Now my youngest, he was never really “hooked” on anything like his brother was but when he learned to read he learned to really enjoy his books. He really loves science and history, he really retains what he has learned in class and brings it home which he will continue to talk about for weeks if not months about it. When he was dx’d at 3 he just started talking but you couldn’t understand a word he was saying and now he talks nonstop, I love hearing him talk about his passions because there was a time I didn’t understand him and now its just wonderful. He is dx’d with Autism and Asperger’s because he showed sign’s for the “classic Autism” per the DSMIV (at the time, before DSMV came out) but didn’t fit in all the “boxes” for a full Autism dx.
As far as myself goes, yea I know shocker but if you read my profile and other posts you’d know I am an aspie too. Course I wasn’t dx’d until I was 42, only a year ago, but I’ve always known I was different from the rest of my peers, that something was different with me but I couldn’t understand why I was, I just knew I was. My passions, likes, loves and addictions are different, though I think that maybe all us aspies passions, likes, loves and addictions are different.
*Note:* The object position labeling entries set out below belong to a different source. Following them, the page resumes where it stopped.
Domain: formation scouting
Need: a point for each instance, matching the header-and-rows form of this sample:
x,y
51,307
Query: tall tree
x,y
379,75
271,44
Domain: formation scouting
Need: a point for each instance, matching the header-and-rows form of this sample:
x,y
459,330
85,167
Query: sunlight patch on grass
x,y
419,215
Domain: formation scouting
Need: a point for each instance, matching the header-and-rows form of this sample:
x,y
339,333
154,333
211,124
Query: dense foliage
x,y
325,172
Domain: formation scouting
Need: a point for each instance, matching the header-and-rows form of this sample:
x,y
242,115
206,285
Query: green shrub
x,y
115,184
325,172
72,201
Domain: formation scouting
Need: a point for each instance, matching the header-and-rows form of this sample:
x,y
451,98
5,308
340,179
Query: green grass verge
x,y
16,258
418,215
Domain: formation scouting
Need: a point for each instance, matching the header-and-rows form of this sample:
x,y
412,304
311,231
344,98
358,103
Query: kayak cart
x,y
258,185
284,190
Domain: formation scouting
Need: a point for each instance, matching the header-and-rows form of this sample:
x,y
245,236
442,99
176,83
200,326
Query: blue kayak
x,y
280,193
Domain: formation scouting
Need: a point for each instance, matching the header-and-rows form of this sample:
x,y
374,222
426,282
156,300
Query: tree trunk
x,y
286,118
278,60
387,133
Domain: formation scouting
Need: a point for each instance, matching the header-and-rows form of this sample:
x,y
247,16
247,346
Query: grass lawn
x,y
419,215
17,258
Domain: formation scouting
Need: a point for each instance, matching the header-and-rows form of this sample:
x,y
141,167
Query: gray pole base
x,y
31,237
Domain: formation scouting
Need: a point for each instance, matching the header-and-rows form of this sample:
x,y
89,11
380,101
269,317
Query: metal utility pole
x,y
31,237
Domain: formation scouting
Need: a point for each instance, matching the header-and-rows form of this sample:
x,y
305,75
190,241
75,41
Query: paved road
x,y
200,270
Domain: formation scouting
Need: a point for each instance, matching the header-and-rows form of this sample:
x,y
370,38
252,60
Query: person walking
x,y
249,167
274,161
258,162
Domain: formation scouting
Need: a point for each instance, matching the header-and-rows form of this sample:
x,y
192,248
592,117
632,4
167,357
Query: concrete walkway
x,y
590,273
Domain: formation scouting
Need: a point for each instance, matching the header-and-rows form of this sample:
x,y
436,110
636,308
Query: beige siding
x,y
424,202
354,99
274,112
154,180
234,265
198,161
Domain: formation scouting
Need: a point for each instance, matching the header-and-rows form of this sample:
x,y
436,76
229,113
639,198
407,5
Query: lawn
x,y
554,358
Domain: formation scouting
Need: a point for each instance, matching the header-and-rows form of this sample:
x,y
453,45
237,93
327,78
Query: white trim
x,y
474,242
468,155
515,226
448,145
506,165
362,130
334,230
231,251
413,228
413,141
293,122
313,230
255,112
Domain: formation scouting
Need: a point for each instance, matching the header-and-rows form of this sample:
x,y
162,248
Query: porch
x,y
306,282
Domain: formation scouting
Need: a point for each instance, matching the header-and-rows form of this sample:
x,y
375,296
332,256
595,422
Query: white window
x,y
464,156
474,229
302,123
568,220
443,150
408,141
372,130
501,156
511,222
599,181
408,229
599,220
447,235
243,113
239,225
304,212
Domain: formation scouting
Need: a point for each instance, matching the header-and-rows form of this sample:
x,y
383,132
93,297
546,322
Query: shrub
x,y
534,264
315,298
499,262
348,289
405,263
As I’ve said to my kids and others before, “if we were the same we would be boring, but we are different and that makes us interesting”, whether others or well NT’s see it that way or maybe they think we are boring that’s their loss.
I love researching, usually anything really but more for my family history and other history throughout time. My husband says I have an addiction to stationary, ok so maybe I do, I love good pens and paper or notebooks and I’m constantly putting things in ABC order! I love the smell of old homes, for some reason it feels like I had been there once before long ago but I wasn’t.
I kinda feel as though maybe I got off topic in a few spots here and there but that’s just how my mind works, hard to concentrate on the same thing for me but I don’t know maybe it will help in some form for another mom who is seeking comfort in knowing shes not alone on her journey or help a teen think more that “so what” if they are different, different is good and boring is bad. On to more female aspie awareness.